Of course, this is a proposal that makes perfect sense, and it’s one that’s a little less populist than the Mayor’s call to make crosstown buses free. The MTA, as Metro New York detailed, has a terrible track record with its recent technology upgrades and innovations. The free daily wrote:

With the exception of MetroCard, the MTA has routinely floundered on high-tech. Contracts to put GPS on buses and an anti-terror surveillance system in the subway are now the subject of lawsuits.

“This agency has real trouble dealing with computer software,” said rider advocate Gene Russianoff of the Straphangers Campaign. “They’ve spent years trying to get GPS on buses. Avis has it in cars, so why wouldn’t they be able to do it in buses?” he asked.
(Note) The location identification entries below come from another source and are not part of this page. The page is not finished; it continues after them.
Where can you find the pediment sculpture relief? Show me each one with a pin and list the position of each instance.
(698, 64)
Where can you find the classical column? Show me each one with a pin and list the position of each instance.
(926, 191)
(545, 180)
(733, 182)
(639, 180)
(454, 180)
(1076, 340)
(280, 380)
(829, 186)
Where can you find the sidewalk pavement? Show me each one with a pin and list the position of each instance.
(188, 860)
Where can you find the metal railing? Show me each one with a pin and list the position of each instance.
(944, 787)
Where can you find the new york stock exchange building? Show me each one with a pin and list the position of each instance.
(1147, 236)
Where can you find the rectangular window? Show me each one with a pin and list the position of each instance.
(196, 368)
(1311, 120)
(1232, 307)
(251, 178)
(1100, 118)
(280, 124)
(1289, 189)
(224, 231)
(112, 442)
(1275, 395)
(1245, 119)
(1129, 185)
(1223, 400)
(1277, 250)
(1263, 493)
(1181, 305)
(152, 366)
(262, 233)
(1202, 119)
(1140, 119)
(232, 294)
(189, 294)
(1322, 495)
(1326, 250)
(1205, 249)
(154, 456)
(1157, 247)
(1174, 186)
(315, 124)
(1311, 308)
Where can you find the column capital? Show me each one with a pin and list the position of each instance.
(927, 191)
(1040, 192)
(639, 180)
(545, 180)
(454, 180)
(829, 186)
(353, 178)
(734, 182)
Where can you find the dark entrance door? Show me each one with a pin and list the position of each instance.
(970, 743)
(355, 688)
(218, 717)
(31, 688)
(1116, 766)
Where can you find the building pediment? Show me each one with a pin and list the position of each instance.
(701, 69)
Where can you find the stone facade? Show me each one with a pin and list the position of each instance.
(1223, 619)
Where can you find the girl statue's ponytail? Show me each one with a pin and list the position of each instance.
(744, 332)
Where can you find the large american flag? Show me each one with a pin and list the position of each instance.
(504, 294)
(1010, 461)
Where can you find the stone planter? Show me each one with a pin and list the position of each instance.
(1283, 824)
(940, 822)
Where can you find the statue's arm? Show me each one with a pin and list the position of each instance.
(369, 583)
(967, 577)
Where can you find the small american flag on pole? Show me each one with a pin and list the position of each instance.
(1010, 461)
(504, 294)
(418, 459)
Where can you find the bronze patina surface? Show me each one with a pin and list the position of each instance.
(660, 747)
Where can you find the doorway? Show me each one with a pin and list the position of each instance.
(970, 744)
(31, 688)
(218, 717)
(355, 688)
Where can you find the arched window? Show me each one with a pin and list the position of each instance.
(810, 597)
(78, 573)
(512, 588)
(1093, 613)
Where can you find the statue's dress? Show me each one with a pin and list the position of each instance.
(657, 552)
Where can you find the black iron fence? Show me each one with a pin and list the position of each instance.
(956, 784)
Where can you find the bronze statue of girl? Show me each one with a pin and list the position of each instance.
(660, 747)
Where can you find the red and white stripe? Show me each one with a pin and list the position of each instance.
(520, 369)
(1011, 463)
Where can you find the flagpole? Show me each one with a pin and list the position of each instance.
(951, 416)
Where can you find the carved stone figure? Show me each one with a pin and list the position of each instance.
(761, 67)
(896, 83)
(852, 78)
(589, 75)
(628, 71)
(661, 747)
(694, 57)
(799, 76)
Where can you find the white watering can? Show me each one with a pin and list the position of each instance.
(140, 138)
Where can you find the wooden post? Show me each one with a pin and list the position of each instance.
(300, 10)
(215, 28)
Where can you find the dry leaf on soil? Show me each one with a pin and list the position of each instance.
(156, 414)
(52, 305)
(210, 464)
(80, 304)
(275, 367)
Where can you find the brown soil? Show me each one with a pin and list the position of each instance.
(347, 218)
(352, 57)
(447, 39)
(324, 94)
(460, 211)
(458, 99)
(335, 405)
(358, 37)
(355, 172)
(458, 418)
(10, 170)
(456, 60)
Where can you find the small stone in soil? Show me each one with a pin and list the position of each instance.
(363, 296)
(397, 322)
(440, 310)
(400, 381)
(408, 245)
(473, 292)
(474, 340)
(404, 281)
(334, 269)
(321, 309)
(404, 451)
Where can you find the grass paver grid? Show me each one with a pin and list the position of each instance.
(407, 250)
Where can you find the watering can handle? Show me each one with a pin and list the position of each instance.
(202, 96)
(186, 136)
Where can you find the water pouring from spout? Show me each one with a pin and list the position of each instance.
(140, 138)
According to Metro, the MTA eliminated the unifying CTO position a few years ago. Now, each division handles its own technology, and the results are obvious. From a website stuck in the late 1990s that pales in comparison to Transport for London’s or Washington’s WMATA’s to stalled train- and bus-arrival boards, technology-based projects are years overdue and plagued with problems that just shouldn’t exist.

Once the State Senate finally gets around to confirming Walder, the real work begins. The new MTA head will have to find the right person for the job, and that person will have to be willing to cut through the bureaucratic red tape of an authority whose division are not used to working with each other.

While I was away, NYConvergence suggested Walder himself for the job, but Walder can’t be both the MTA CEO and the MTA CTO. Walder, however, knows the need for a streamlined technology-focused office. I’m with the mayor on this one, and I hope Walder will be too. It’s time for a better and more robust focus on technology from the MTA.